Right from the Start (RFTS) is an ongoing cohort study of pregnancy outcomes that has included women from four metropolitan areas in three states (North Carolina, Tennessee and Texas).
The four academic institutions provided institutional review board approval. Recruitment strategies included newsletters, advertisements, direct home mailings and print material in community practices. The recruitment strategies mentioned only pregnancy outcomes and did not specifically mention leiomyomata or fertility (Promislow et al., 2004
Eligible women were older than 17 years, spoke English or Spanish, did not plan to move from the study area within the next 18 months, enrolled before 13 weeks gestation based on last menstrual period, did not use assisted reproductive technology or ovulation inducing medication and intended to carry the pregnancy to term. Women could enroll in the study for more than one pregnancy, but only the first enrollment was included in this analysis.
Upon enrollment, women completed a computer-assisted telephone interview that included questions about demographic characteristics, health behaviors and medical and reproductive history, women self-reported race and ethnicity. The interview also asked women whether they became pregnant within the first, second or third menstrual cycle; if not within three cycles, they were asked to estimate the number of cycles, months or years that it took them to conceive. We treated months and cycles as equivalent in all analyses.
The time-to-pregnancy data among women who enrolled very early in the study were left truncated to take into account that women were only eligible to enroll in the study if they were in the first trimester. Time-to-pregnancy months that were accrued prior to 3 months (approximate length of first trimester) before the date that the study began at that site were left truncated. For example, if a woman reported trying to conceive for 6 months before the study start date, her first 3 months were truncated from the analysis and she would start accruing person-time during her fourth cycle of her time to pregnancy. Because of the retrospective design of the study, this hypothetical woman would not have been eligible to enroll had she become pregnant in her first three cycles because she would have been in the second trimester by the time the study began. These cycles that occurred prior to 3 months of study initiation are cycles during which a woman who ended up enrolling in RFTS could not have conceived and are therefore excluded from analysis. If a woman accrued all of her cycles attempting to become pregnant prior to this date, she was excluded from the study (n = 78). Though we present results from this design, the results did not change when all time-to pregnancy data were included with no left truncation.

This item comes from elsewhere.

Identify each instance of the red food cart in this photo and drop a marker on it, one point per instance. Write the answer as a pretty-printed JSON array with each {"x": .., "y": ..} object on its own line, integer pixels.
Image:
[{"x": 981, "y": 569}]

Baseline interview data were available for the first pregnancy of 4683 women. Women were excluded from the analysis if they had not intended to become pregnant and therefore could not provide us with information about how long they had attempted to conceive (n= 1176); did not provide information on whether they were attempting to become pregnant (n= 12); did not provide information on the number of cycles it took them to conceive (n= 268) or did not have ultrasound data (n= 319). These exclusions resulted in 3000 women with person-time eligible for the analysis.
Participants were all scheduled as early as possible for endovaginal ultrasonography (supplemented if needed by transabdominal images) starting at the sixth week of gestation. Sonographers were required to have more than 2 years of pelvic sonography experience including obstetric and gynecologic sonography. Specific research instruction on identifying and measuring uterine leiomyomata was provided for the sonographers. They were trained not to discuss any history of uterine leiomyomata with participants.

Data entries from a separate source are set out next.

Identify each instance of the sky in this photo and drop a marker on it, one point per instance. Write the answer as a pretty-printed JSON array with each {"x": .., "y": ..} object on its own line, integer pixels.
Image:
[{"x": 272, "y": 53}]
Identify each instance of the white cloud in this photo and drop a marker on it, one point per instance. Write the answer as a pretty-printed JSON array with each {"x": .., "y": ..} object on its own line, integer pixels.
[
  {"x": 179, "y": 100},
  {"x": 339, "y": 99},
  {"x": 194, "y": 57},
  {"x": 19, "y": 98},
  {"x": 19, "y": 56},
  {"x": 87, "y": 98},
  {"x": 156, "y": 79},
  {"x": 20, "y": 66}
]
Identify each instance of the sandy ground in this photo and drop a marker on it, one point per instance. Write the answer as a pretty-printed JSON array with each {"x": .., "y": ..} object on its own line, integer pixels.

Uterine leiomyomata were defined by the Muram criteria (Muram et al., 1980
) with the addition of including masses with a maximum diameter of 0.5 cm or greater. All leiomyomata were measured in three perpendicular planes. Sonographers repeated the measurement of each plane three times separated by measurements of the gestation to reduce the chance that focal contractions would be misclassified as leiomyomata. The three measurements in each plane were averaged to determine three leiomyoma diameters and a total leiomyoma volume was calculated using the ellipsoid formula. A mean leiomyoma diameter (the average of the three planes) was also calculated and used for size measurement.

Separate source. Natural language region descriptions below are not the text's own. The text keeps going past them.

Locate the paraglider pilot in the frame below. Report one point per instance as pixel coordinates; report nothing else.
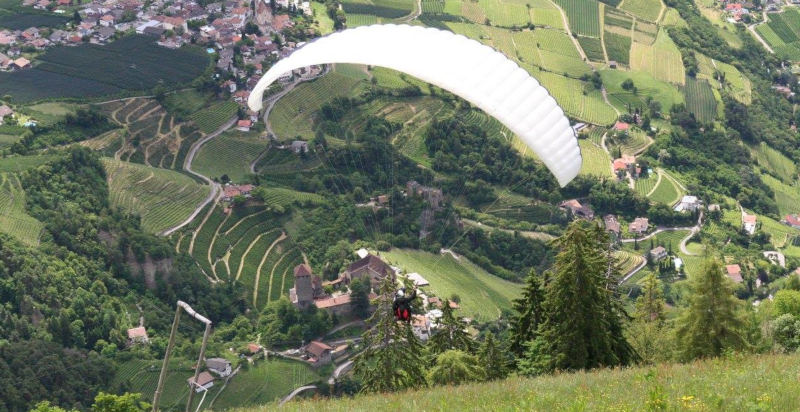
(402, 305)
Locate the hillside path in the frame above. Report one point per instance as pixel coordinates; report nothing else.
(187, 165)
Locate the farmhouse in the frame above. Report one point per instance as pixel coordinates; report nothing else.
(371, 267)
(792, 220)
(231, 191)
(137, 335)
(220, 366)
(639, 225)
(658, 253)
(749, 223)
(318, 353)
(611, 224)
(204, 382)
(307, 287)
(417, 279)
(687, 204)
(577, 209)
(734, 272)
(243, 125)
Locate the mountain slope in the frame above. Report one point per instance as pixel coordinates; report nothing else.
(738, 383)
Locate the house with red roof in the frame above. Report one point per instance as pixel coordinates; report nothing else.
(734, 272)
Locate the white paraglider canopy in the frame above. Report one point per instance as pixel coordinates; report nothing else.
(479, 74)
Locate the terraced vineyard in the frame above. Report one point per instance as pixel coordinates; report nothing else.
(293, 114)
(230, 153)
(448, 276)
(776, 162)
(149, 135)
(596, 161)
(212, 118)
(583, 16)
(14, 220)
(163, 198)
(662, 59)
(643, 9)
(248, 245)
(700, 99)
(627, 260)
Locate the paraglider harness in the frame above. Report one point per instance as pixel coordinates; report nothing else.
(402, 306)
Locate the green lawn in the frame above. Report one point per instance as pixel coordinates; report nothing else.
(163, 198)
(230, 153)
(738, 383)
(482, 295)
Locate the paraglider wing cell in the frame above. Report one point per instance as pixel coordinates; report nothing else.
(479, 74)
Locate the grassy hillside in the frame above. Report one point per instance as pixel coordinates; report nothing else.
(753, 383)
(482, 295)
(163, 198)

Leiomyomata were drawn onto a uterine diagram based on appearance on ultrasound and were categorized by location (fundus, corpus, cervix) and position (anterior, posterior, right and left). Leiomyoma type was defined as submucous if distorting the uterine cavity without identifiable myometrium between the leiomyoma and the endometrium, subserous if distorting the external contour of the uterus, intramural if within the myometrium but not distorting the outer contour or cavity, and subserosal pedunculated if attached to the outside of the uterus with an identifiable stalk. Leiomyoma and fetal images were saved initially as print images. Later, digital images with both still and video clips were available for review by study investigators (S.K.L., K.E.H.).